Un jeune homme sensible
Son armure se fend souvent pour laisser place à une sensibilité pure. Celle-ci s’exprime à travers l’amour : Madame de Rênal ne cède ainsi qu’au jeune homme qui fond en larmes à ses pieds, nullement au petit stratège qui l’étonne et qu’elle ne comprend pas. L’amitié aussi fait surgir en Julien des moments d’effusion sentimentale - il se pardonne difficilement de devoir jouer devant son ami Foucher la comédie de la dévotion. Enfin son cœur penche, en dépit de ses ambitions, vers les opprimés. Les détenus auxquels Valenod impose silence pendant le repas qu’il offre à Julien en fournissent l’exemple : le narrateur souligne bien l’authenticité de la sensibilité de Julien : « il avait les manières, mais non pas encore le cœur de son état.
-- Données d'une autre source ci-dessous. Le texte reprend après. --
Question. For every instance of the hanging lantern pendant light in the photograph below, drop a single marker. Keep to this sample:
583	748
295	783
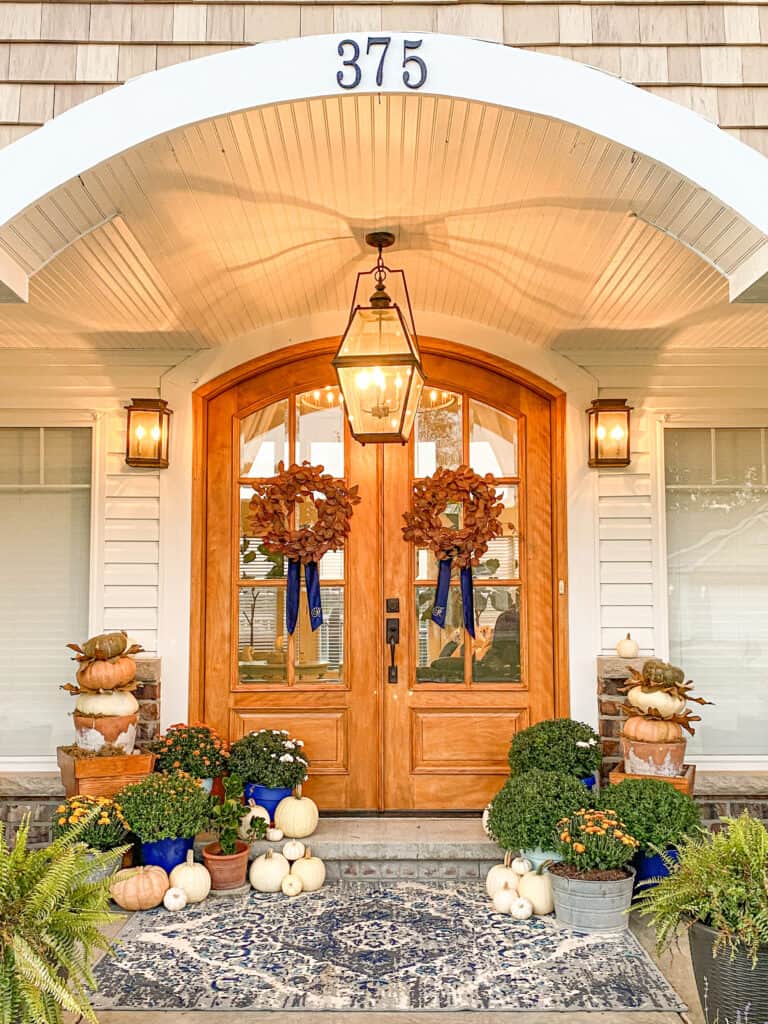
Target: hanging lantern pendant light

Malgré toute son hypocrisie si souvent exercée, il sentit une grosse larme couler le long de sa joue. »
« En le voyant entrer, madame de Rênal se jeta vivement hors de son lit. Malheureux ! s’écria-t-elle. Il y eut un peu de désordre. Julien oublia ses vains projets et revint à son rôle naturel ; ne pas plaire à une femme si charmante lui parut le plus grand des malheurs. Il ne répondit à ses reproches qu’en se jetant à ses pieds, en embrassant ses genoux. Comme elle lui parlait avec une extrême dureté, il fondit en larmes.
Quelques heures après, quand Julien sortit de la chambre de madame de Rênal, on eût pu dire, en style de roman, qu’il n’avait plus rien à désirer. En effet, il devait à l’amour qu’il avait inspiré et à l’impression imprévue qu’avaient produite sur lui des charmes séduisants une victoire à laquelle ne l’eût pas conduit toute son adresse si maladroite. »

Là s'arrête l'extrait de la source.